Wednesday, January 04, 2012

Natural consequences

Executive psycopaths, Gardiner Morse, Harvard Business Review October 2004:

Chances are good there’s a psychopath on your management team. Seriously. I’m not talking about the “psycho” boss that employees like to carp about—the hard-driving supervisor who sometimes loses it. He’s just difficult. Nor am I referring to the sort of homicidal “psychopath” Hollywood likes to serve up—Freddy Krueger, say, or Brando’s Colonel Kurtz. Neither is, clinically speaking, a psychopath.

I’m talking about the real thing, the roughly 1% of the population that is certifiably psychopathic. True psychopaths are diagnosed according to very specific clinical criteria, and they’re nothing like the popular conception. What stands out about bona fide psychopaths is that they’re so hard to spot. They’re chameleons. They have a cunning ability to act perfectly normally and indeed to be utterly charming, as they wreak havoc on the lives of the people around them and the companies they inhabit.

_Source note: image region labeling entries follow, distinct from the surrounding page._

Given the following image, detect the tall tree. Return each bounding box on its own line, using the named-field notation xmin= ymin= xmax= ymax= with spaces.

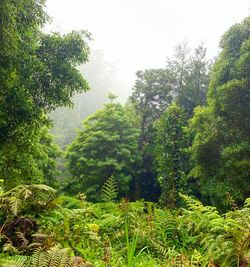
xmin=130 ymin=69 xmax=173 ymax=199
xmin=176 ymin=43 xmax=211 ymax=118
xmin=190 ymin=17 xmax=250 ymax=209
xmin=66 ymin=97 xmax=139 ymax=201
xmin=155 ymin=103 xmax=188 ymax=208
xmin=0 ymin=0 xmax=89 ymax=189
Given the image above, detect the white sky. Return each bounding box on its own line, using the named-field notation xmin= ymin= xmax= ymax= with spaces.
xmin=47 ymin=0 xmax=250 ymax=98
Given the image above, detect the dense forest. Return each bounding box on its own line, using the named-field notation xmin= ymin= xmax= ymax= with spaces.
xmin=0 ymin=0 xmax=250 ymax=267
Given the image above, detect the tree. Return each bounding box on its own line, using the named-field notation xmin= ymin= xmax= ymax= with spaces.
xmin=0 ymin=0 xmax=89 ymax=187
xmin=130 ymin=69 xmax=173 ymax=199
xmin=166 ymin=42 xmax=211 ymax=119
xmin=176 ymin=43 xmax=211 ymax=119
xmin=49 ymin=50 xmax=116 ymax=147
xmin=0 ymin=126 xmax=60 ymax=190
xmin=190 ymin=17 xmax=250 ymax=207
xmin=66 ymin=98 xmax=139 ymax=201
xmin=155 ymin=103 xmax=188 ymax=208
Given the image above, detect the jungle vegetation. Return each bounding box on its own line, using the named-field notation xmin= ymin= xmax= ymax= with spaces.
xmin=0 ymin=0 xmax=250 ymax=267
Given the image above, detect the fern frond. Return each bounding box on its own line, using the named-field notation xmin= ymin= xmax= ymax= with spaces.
xmin=101 ymin=175 xmax=118 ymax=202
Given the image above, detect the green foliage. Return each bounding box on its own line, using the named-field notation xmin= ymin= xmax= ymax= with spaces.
xmin=0 ymin=0 xmax=89 ymax=189
xmin=101 ymin=176 xmax=118 ymax=202
xmin=66 ymin=103 xmax=139 ymax=201
xmin=0 ymin=127 xmax=61 ymax=190
xmin=13 ymin=247 xmax=93 ymax=267
xmin=155 ymin=103 xmax=188 ymax=207
xmin=0 ymin=195 xmax=250 ymax=267
xmin=0 ymin=184 xmax=56 ymax=216
xmin=190 ymin=18 xmax=250 ymax=208
xmin=130 ymin=69 xmax=173 ymax=199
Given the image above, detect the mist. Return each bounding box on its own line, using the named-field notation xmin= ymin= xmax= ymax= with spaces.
xmin=45 ymin=0 xmax=250 ymax=102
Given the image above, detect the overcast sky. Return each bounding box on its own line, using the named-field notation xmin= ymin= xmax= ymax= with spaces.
xmin=47 ymin=0 xmax=250 ymax=99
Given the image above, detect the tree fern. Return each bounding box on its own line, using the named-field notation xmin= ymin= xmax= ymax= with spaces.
xmin=101 ymin=175 xmax=118 ymax=202
xmin=0 ymin=184 xmax=56 ymax=216
xmin=13 ymin=247 xmax=93 ymax=267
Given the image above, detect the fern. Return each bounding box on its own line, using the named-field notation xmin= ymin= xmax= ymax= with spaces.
xmin=0 ymin=184 xmax=56 ymax=216
xmin=13 ymin=247 xmax=93 ymax=267
xmin=101 ymin=175 xmax=118 ymax=202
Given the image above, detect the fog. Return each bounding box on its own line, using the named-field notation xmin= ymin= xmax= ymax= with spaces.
xmin=45 ymin=0 xmax=250 ymax=100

Many of psychopaths’ defining characteristics—their polish, charm, cool decisiveness, and fondness for the fast lane—are easily, and often, mistaken for leadership qualities...

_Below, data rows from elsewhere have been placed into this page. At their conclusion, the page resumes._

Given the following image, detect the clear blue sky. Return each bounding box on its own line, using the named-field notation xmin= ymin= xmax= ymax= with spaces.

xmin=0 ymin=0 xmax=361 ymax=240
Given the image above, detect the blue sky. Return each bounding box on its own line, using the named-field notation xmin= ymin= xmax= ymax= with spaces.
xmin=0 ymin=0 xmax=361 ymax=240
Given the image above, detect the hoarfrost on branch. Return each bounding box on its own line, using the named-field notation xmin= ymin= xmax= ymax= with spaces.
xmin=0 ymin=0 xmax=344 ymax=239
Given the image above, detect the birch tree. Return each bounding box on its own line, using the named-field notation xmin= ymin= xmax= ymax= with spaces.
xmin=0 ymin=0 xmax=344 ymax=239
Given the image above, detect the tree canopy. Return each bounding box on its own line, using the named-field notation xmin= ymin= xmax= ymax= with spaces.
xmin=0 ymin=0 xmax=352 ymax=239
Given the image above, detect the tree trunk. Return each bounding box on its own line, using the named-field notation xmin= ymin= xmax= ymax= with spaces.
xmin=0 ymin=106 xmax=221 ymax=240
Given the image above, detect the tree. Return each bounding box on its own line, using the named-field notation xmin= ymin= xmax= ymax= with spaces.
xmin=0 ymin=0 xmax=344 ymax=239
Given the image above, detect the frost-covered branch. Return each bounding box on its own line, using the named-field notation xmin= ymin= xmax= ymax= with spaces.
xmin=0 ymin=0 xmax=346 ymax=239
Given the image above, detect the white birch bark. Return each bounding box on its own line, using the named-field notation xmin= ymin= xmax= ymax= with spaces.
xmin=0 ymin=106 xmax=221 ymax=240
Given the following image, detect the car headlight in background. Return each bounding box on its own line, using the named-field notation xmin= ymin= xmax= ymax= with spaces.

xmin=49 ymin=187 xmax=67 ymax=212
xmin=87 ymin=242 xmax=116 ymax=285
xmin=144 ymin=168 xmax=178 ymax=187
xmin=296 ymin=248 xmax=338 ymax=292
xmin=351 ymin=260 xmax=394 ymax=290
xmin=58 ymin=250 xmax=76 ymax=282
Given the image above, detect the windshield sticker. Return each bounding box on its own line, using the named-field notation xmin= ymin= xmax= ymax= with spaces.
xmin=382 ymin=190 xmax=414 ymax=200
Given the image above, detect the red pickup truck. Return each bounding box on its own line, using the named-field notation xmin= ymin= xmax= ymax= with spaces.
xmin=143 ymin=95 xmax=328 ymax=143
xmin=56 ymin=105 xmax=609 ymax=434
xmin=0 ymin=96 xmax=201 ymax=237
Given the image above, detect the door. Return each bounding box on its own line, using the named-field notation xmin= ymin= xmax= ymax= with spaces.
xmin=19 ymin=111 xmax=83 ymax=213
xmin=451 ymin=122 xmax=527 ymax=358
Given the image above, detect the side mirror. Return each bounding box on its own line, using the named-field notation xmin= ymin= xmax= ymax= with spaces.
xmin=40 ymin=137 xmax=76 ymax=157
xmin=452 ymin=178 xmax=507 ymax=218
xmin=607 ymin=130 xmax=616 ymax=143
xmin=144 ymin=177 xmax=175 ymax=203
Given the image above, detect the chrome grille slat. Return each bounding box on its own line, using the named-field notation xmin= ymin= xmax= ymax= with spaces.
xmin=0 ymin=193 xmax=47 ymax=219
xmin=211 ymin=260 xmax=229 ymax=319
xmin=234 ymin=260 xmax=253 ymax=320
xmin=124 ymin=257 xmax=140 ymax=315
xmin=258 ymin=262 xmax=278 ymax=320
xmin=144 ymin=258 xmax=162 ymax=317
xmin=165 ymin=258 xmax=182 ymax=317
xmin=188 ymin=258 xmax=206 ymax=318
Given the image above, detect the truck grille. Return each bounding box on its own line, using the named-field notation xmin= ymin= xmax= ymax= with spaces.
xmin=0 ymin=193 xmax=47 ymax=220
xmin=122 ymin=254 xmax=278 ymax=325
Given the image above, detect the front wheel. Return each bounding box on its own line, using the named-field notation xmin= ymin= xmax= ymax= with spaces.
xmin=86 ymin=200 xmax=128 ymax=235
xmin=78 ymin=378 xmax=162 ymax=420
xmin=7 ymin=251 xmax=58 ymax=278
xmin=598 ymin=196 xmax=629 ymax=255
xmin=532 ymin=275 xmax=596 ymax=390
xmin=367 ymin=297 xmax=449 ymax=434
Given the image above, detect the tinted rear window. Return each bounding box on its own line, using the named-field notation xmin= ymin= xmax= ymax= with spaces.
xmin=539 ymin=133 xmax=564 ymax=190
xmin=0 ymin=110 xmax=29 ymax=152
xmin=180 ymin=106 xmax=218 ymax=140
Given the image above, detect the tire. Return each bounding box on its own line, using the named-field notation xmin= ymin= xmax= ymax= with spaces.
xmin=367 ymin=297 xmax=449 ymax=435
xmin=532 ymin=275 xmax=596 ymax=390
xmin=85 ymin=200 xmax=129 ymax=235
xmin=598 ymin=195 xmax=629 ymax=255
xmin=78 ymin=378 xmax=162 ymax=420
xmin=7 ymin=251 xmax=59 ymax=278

Beware corporate psychopaths – they are still occupying positions of power, Brian Basham, Independent, 29 December 2011:
My companion, a senior UK investment banker and I, are discussing the most successful banking types we know and what makes them tick. I argue that they often conform to the characteristics displayed by social psychopaths. To my surprise, my friend agrees.

He then makes an astonishing confession: "At one major investment bank for which I worked, we used psychometric testing to recruit social psychopaths because their characteristics exactly suited them to senior corporate finance roles."

Here was one of the biggest investment banks in the world seeking psychopaths as recruits.

Clive Boddy (2011) "The Corporate Psychopaths Theory of the Global Financial Crisis", Journal of Business Ethics 102:255-259:
The knowledge that Corporate Psychopaths are to be found at the top of organisations and seem to favour working with other people’s money in large financial organisations has in turn, led to the development of the Corporate Psychopaths Theory of the Global Financial Crisis. The Corporate Psychopaths Theory of the Global Financial Crisis is that Corporate Psychopaths, rising to key senior positions within modern financial corporations, where they are able to influence the moral climate of the whole organisation and yield [sic] considerable power, have largely caused the crisis. In these senior corporate positions, the Corporate Psychopath’s single-minded pursuit of their own self-enrichment and self aggrandizement to the exclusion of all other considerations has led to an abandonment of the old fashioned concept of noblesse oblige, equality, fairness, or of any real notion of corporate social responsibility.


senior level remuneration and reward started to increase more and more rapidly and beyond all proportion to shop floor incomes and a culture of greed unfettered by conscience developed. Corporate Psychopaths are ideally situated to prey on such an environment and corporate fraud, financial misrepresentation, greed and misbehaviour went through the roof, bringing down huge companies and culminating in the Global Financial Crisis that we are now in.

Writing in 2005, this author commentating on Corporate Psychopaths predicted that the rise of Corporate Psychopaths was a recipe for corporate and societal disaster. This disaster has now happened and is still happening. Across the western world the symptoms of the financial crisis are now being treated. However, if the Corporate Psychopaths Theory of the Global Financial Crisis is correct, then this treatment of the symptoms will have little effect because the root cause is not being addressed. The very same Corporate Psychopaths, who probably caused the crisis by their self-seeking greed and avarice, are now advising governments on how to get out of the crisis. That this involves paying themselves vast bonuses in the midst of financial hardship for many millions of others, is symptomatic of the problem.